The most recent update of Medical Library Association’s (MLA) Standards for Hospital Libraries was published in 2007. These guidelines were developed by the Hospital Libraries Standards Committee to assist hospital administrators, librarians and accrediting bodies in the design and maintenance of an effective hospital library. Recently, I decided to apply these standards to my own developing career as the Outreach Librarian at Baystate Health.
The MLA is fond of using the term “knowledge-based information (KBI)”. KBI is expert information found external to the organization and is utilized in support of patient care, strategic decision-making, patient safety, research initiatives, patient education, and other organizational efforts. KBI is found in journals, texts, best practices, research studies, etc. Basically, KBI is a fancy term for library resources.
The focus of these standards is to encourage librarians to gather evidence of the need for library resources and services. For me, the whole point is this: it isn’t enough to do a good job. We need to document what we are doing, why we are doing it, and find some way to connect our work with improvements in the health and well-being of our communities.
Of the 11 standards, I chose three—basically because I am not the director of the library and most of the standards are geared toward that role. So, I chose the standards that more easily address how I might approach my own work.
Standard 5 speaks to gathering evidence to demonstrate how library collections and services connect with effective patient education (among other hospital responsibilities). The meaningful use mandate is the perfect opportunity for us to introduce ourselves to any and all patient education teams. Standard 5 wants to see my name on the minutes of any meeting I attend. I guess that is documentation.
Standard 5 also wants me to offer my skills in helping select, create and/or filter sources of patient education materials. And, to document the direct provision of library-purchased patient education materials to clinicians and consumers. Teaching consumer health information, marketing library services to patients and their families, and gathering evidence of these activities fulfill the demands of Standard 5.
Standard 6 calls for gathering evidence of ongoing needs assessments. The expectation is that I am using formal and informal techniques to assess the information needs (in this case, of consumers) for KBI. The needs assessments should include turnaround time as well as appropriate materials.
Expected resources are:
- Convenient access to a librarian
- Current and authoritative collections
- 24/7 access to KBI
- Technology required for access
- Methods of locating materials (catalog or database)

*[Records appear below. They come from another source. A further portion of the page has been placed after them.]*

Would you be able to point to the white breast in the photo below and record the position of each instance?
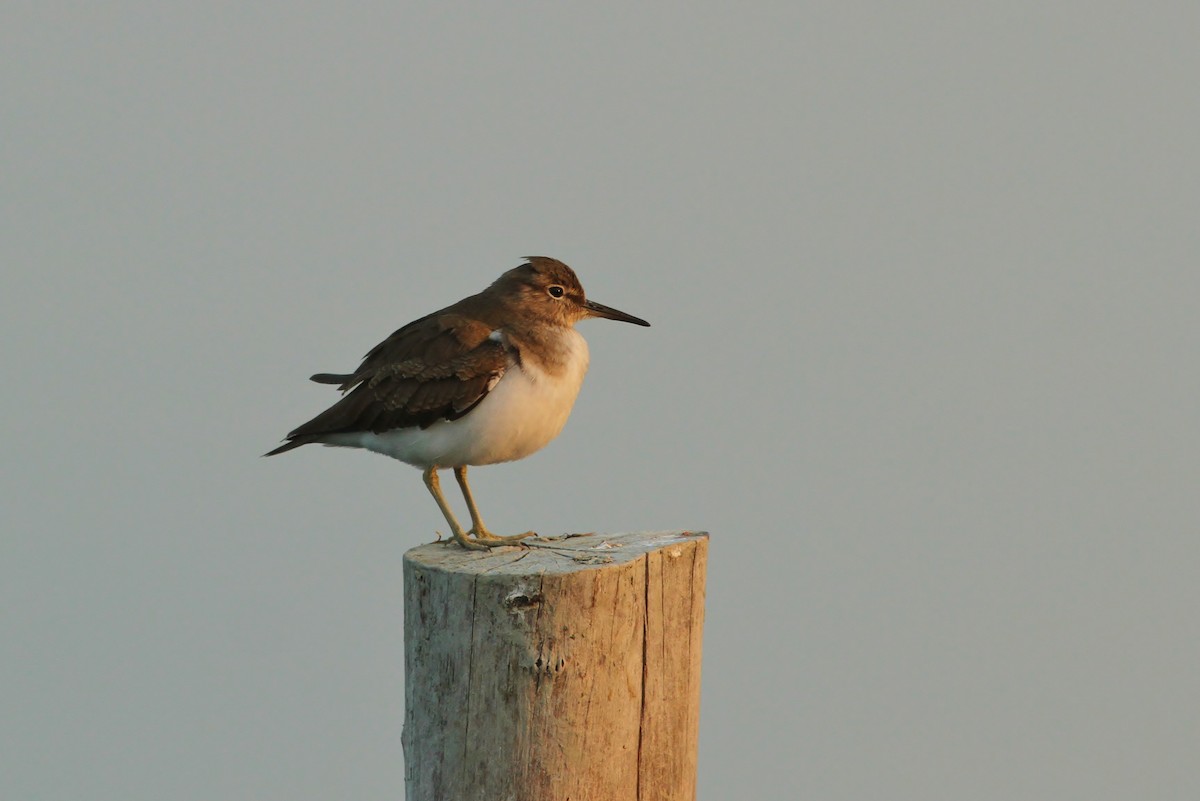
(526, 409)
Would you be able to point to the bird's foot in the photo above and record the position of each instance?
(489, 540)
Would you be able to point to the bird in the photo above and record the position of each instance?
(485, 380)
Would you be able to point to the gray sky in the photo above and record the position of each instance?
(923, 279)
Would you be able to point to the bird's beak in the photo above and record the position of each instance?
(609, 313)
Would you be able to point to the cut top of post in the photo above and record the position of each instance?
(549, 555)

- Resource-sharing agreements to expand access
So, how am I doing? Possible ways to discover are consumer focus groups, user surveys, analysis of usage patterns, inventory of collections, etc. The Consumer and Patient Health Information Section (CAPHIS) of MLA provides lists of recommended resources and other vital guidelines for managing a consumer health library.
Standard 7 presses the librarian to provide documentation of action taken to promote library resources and services. Several methods of promotion are suggested:
- Announcements of new services and resources
- Orientations to the library
- Observances of National Library Week and National Medical Librarians Month
- Participation in information fairs
- Promotions of established services and resources
- Presentations to user and non-user groups
One particularly nifty way of documenting your efforts is news coverage. I was interviewed for not one but two local newspaper articles on consumer health information programs that I am presenting at public libraries. I got a lot of mileage out of these stories, sending links to everyone I could think of.
To be honest, garnering news coverage looks easier than collecting data on the above measures. I have some work to do!